K. K.-M. v. GLOUCESTER CITY BOARD OF EDUCATION

CourtDistrict Court, D. New Jersey
DecidedAugust 25, 2020
Docket1:19-cv-15808
StatusUnknown

This text of K. K.-M. v. GLOUCESTER CITY BOARD OF EDUCATION (K. K.-M. v. GLOUCESTER CITY BOARD OF EDUCATION) is published on Counsel Stack Legal Research, covering District Court, D. New Jersey primary law. Counsel Stack provides free access to over 12 million legal documents including statutes, case law, regulations, and constitutions.

Bluebook
K. K.-M. v.
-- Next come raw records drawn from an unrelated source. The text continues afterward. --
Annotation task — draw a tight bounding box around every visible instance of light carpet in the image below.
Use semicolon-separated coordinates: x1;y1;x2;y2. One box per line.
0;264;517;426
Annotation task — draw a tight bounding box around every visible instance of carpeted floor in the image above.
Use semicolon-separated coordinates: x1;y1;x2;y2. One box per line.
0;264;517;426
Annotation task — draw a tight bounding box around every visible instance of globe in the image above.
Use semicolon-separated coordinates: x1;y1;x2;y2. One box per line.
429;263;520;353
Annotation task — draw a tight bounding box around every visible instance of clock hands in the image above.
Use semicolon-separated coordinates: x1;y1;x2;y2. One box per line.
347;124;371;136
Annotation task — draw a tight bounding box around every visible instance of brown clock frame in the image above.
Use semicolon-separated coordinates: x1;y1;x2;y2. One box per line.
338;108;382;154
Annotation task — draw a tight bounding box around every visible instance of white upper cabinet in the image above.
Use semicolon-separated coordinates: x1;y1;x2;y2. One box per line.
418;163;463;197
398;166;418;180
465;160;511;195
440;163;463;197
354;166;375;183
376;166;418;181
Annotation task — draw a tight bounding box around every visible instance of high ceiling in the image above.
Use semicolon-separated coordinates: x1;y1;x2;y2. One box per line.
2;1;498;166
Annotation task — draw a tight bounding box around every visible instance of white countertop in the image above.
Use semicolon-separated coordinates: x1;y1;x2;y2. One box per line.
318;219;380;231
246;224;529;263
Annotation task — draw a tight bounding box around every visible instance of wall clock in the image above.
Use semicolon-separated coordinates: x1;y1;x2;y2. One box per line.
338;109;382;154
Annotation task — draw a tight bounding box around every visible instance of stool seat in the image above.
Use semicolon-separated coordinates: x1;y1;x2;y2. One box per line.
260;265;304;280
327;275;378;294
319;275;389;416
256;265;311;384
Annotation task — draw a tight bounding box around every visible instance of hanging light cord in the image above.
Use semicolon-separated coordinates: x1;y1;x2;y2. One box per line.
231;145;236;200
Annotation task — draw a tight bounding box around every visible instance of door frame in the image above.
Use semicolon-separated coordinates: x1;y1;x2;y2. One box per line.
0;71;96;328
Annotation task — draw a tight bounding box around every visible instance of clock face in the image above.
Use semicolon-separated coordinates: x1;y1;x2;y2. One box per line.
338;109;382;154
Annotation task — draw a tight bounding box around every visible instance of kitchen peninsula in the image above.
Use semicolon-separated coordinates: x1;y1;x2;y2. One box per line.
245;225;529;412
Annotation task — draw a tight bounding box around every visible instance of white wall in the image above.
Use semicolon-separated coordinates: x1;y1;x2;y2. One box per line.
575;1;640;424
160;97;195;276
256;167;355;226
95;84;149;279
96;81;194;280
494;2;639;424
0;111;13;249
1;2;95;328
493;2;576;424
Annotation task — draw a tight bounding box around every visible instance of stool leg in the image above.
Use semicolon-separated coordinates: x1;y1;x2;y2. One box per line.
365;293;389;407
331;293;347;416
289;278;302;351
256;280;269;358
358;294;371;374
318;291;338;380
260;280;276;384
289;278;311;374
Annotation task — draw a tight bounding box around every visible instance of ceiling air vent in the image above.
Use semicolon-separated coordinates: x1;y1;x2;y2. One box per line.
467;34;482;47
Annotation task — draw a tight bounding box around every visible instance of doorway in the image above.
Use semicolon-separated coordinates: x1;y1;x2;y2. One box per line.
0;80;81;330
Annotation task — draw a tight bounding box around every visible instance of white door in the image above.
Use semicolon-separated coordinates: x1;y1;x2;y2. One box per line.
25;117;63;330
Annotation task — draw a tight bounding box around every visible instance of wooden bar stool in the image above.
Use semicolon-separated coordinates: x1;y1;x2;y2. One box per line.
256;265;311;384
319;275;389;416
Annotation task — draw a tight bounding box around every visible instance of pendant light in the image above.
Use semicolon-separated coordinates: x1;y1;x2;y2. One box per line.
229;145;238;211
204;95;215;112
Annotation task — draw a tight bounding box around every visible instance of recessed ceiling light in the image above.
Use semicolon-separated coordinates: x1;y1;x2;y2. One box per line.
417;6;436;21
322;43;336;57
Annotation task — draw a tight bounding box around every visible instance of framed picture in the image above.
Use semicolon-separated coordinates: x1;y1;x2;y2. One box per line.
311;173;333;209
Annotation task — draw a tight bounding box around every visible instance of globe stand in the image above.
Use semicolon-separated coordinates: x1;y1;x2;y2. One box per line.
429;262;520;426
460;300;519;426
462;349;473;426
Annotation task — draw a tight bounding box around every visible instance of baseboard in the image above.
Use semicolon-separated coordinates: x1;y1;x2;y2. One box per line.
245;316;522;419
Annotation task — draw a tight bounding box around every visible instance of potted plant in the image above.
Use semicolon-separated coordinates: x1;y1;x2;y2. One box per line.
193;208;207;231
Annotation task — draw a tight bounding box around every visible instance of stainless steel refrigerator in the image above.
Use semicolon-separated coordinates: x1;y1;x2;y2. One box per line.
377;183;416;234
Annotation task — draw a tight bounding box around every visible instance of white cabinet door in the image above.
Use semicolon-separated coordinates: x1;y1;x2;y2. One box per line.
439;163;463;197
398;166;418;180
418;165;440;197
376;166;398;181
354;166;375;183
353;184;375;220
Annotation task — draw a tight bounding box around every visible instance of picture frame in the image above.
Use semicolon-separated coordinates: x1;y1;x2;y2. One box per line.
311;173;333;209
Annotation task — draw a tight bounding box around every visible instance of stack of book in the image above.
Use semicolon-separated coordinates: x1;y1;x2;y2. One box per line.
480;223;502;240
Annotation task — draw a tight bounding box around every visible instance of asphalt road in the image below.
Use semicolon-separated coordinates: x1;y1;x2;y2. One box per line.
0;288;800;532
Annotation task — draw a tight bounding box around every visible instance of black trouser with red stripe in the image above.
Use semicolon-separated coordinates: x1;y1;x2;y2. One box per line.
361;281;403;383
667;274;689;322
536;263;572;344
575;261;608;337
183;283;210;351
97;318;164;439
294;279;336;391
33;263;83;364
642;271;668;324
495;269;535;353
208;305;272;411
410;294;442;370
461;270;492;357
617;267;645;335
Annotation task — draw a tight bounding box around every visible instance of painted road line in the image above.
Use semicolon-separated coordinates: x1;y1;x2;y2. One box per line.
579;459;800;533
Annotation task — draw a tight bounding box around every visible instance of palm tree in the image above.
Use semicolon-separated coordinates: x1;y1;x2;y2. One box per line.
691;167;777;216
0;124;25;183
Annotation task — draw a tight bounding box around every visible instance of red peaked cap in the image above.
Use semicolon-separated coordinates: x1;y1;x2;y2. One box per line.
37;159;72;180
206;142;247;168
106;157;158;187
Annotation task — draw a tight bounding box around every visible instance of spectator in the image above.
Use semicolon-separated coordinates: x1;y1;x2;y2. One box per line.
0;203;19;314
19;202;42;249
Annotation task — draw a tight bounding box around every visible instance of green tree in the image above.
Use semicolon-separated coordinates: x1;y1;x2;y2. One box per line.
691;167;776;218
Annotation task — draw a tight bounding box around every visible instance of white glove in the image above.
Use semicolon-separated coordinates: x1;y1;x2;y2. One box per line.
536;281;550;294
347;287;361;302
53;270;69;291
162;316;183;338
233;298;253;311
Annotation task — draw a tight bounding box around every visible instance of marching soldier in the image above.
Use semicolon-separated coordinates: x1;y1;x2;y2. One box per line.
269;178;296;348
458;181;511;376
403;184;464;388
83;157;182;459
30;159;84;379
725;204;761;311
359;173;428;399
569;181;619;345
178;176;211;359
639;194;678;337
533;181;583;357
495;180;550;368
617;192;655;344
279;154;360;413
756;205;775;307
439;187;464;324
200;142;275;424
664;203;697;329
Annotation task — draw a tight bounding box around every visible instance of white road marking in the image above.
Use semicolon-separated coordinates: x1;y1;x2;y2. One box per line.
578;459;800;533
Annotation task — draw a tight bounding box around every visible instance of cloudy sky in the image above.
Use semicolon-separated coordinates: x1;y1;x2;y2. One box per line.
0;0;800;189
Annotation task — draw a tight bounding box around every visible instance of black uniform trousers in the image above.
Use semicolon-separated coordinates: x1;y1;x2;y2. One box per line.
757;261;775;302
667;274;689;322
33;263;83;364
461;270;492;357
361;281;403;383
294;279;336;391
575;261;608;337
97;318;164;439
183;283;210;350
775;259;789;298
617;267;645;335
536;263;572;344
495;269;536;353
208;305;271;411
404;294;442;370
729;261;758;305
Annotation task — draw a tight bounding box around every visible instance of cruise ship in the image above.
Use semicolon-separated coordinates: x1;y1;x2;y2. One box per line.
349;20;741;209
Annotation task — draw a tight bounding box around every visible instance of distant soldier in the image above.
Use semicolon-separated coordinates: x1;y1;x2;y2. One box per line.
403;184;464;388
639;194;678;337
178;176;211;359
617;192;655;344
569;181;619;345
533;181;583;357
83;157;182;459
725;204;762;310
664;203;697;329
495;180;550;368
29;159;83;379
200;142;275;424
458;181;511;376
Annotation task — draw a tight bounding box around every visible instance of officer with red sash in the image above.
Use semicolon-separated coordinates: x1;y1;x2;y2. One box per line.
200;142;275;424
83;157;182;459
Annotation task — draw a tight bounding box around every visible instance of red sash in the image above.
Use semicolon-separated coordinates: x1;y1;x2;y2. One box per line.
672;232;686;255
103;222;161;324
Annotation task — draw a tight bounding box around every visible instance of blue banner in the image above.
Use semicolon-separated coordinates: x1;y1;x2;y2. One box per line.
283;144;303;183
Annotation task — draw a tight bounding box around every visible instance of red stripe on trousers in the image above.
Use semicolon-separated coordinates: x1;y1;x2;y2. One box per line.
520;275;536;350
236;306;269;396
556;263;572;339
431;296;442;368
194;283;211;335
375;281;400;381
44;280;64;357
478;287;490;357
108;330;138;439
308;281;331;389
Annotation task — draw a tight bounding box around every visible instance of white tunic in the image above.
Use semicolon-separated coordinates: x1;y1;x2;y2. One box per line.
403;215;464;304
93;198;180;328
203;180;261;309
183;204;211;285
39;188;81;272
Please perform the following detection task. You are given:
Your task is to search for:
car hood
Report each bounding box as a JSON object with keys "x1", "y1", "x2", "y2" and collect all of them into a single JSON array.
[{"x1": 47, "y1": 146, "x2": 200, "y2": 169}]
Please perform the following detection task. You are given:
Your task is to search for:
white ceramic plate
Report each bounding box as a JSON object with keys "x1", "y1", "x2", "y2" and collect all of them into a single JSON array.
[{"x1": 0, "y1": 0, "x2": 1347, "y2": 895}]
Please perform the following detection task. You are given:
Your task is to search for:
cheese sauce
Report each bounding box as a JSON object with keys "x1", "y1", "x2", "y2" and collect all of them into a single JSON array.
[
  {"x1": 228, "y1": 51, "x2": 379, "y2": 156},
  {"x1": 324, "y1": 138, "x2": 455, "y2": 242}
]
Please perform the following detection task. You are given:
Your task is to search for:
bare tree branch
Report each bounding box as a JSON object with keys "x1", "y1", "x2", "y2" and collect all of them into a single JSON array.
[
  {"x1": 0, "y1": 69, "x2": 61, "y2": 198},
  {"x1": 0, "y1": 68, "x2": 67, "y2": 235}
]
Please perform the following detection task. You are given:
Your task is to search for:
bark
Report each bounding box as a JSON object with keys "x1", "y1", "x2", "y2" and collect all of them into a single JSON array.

GLOUCESTER CITY BOARD OF EDUCATION, (D.N.J. 2020).

Opinion

NOT FOR PUBLICATION

IN THE UNITED STATES DISTRICT COURT FOR THE DISTRICT OF NEW JERSEY CAMDEN VICINAGE __________________________________ : K. K.-M., individually and as Kinship : Legal Guardian of the Minor Children : A.W. and R.M., : : Civil No. 19-15808 (RBK/KMW) Plaintiff, : : OPINION v. : : GLOUCESTER CITY BOARD OF : EDUCATION d/b/a/ GLOUCESTER : CITY PUBLIC SCHOOLS : : Defendant. : __________________________________ :

KUGLER, United States District Judge: This matter comes before the Court on the Motion for Summary Judgment (Doc. No. 19) filed by Defendant Gloucester City Board of Education (the “District”) and the Motion for Summary Judgment (Doc. No. 20) filed by Plaintiff K.K.-M. The focus of this lawsuit is Plaintiff’s challenge to the adverse decision of an Administrative Law Judge (“ALJ”) on her claims brought pursuant to the Individuals with Disabilities Education Act (“IDEA”), 20 U.S.C. § 1400 et seq. For the reasons set forth below, the District’s Motion is GRANTED and Plaintiff’s Motion is DENIED. I. BACKGROUND A. The IDEA Statutory Framework In exchange for federal funding, the IDEA requires states to guarantee a free and appropriate public education (“FAPE”) to all children with disabilities. 20 U.S.C. § 1412(a)(1). A FAPE “consists of educational instruction specially designed to meet the unique need of the handicapped child, supported by such services as are necessary to permit the child ‘to benefit’ from the instruction.” Bd. of Educ. v. Rowley, 458 U.S. 176, 188–89 (1982). If the state is unable to provide a FAPE, the state must compensate the child’s parents for the cost of attendance at a private school that can. Ridley Sch. Dist. v. M.R., 680 F.3d 260, 269 (3d Cir. 2012).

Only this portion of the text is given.